Moholmen, the old part of Mo i Rana, sits like an oasis just outside the town centre. A stroll around here is like a trip back in time, away from our modern urban lives. The oldest buildings in Moholmen date back to the 17th century, and the area acts as a living museum of the era before industry arrived in the town. As well as a row of small houses thatover the years have been used as storehouses and accommodation for travellers, two of the grand buildings belonging to the merchant L. A. Meyer still remain. The best way to get to Moholmen is to followthe pedestrian street down to the underpass under the railway line.
The Tourist Information Centre in Mo i Rana has an excellent brochure providing plenty of information about Moholmen, with descriptions of individual houses and buildings.
The fjord promenade
Treat yourself to a short walk alongside the fjord on footpaths and roads that follow the shoreline. This lovely promenade, within very easy reach of the town centre, will take you past the 'Man of the Sea', Moholmen, Moskjæran Marina, the Police Station and Toranes Quay, where prawn boats are often moored selling fresh prawns.
The venerable old wooden church is the oldest building in the town, built in 1723–24. It is a beautiful cruciform church in the Neo-Gothic style, with a characteristic onion dome that was added in 1832. The brains behind the construction of the church was Thomas von Westen, and his statue stands on a plinth outside the church.
The 'Old Building' in the Rica Meyergården Hotel
In the heart of the town is the traditional Rica Meyergården Hotel, the oldest part of which dates back to 1890. That was the year in which 'Heim' ('Home') was completed, a majestic Swiss-style villa in what was then a rural setting. The Meyer family used this building as their private residence, while also using large parts of it as a guesthouse. The building stands just as proudly today as the 'Old Building', part of the Rica Meyergården Hotel. The ground floor contains several beautiful drawing rooms and lounges with antique furniture and decoration from a bygone age. The first and second floors house simple but cosy rooms. The Meyer family's former apartment has also been converted into one of the hotel's finest suites.
The Rana Museum is just beside Meyerhagen. This is the town's branch of the Helgeland Museum. It contains exhibitions showing the rich history of Rana. The main attraction of the museum is Helge Monsen's impressive model of old Mo, from the time before the ironworks. The museum also puts on changing art exhibitions on the first floor, which are always worth seeing.
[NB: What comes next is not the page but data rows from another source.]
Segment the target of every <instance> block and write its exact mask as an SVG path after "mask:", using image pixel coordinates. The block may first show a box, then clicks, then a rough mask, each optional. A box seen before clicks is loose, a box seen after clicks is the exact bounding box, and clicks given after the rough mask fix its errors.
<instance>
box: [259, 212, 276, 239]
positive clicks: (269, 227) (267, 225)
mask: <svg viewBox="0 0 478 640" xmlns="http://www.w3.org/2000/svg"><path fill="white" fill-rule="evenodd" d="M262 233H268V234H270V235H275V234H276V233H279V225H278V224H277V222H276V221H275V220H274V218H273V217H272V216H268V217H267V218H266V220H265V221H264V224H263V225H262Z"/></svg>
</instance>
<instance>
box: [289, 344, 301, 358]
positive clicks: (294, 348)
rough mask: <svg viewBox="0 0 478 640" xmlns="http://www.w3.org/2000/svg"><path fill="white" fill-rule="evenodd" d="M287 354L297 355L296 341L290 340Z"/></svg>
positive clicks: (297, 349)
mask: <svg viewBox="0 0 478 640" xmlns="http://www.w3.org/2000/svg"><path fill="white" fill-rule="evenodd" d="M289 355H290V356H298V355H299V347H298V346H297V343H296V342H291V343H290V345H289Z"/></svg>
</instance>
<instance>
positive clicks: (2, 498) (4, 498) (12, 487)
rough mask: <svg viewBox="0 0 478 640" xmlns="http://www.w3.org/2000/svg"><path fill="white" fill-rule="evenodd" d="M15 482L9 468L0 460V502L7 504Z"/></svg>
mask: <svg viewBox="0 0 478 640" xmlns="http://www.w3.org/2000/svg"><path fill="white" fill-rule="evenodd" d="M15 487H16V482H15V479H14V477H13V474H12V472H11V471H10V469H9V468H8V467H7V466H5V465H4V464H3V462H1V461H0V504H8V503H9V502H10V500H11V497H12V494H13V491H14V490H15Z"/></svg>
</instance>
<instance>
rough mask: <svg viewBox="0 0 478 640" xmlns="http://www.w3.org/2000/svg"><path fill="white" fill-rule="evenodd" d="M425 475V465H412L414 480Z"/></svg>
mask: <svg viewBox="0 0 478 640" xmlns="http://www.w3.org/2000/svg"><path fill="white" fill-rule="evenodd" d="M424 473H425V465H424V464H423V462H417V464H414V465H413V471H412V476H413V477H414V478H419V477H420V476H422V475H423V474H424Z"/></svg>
The town hall is a special building, and an attraction in itself. The building and the adjacent Kinoteateret cinema were built in the 1960s and 70s. With its large concrete façades and red windows, the building has gained notoriety as one of the least attractive buildings in Norway. The town hall lies at the top of the pedestrian street and presides over the town. During the day, you can also go into the town hall and view its interior.
One of the town's newest and most distinctive buildings, Nordland Teater's theatre is right beside the Town Hall and Kinoteateret. The town's cultural stronghold was completed in 2005, when Nordland Teater could finally move into modern, permanent premises. This special building's shapes and colours are intended to reflect the creativity and inspiration of theatre. The building was designed by the architects Hegglund and Koxvold. Nordland Teater is closed during the summer, but you can still appreciate the building from the outside; the best place is from the Theatre Park at the back of the building.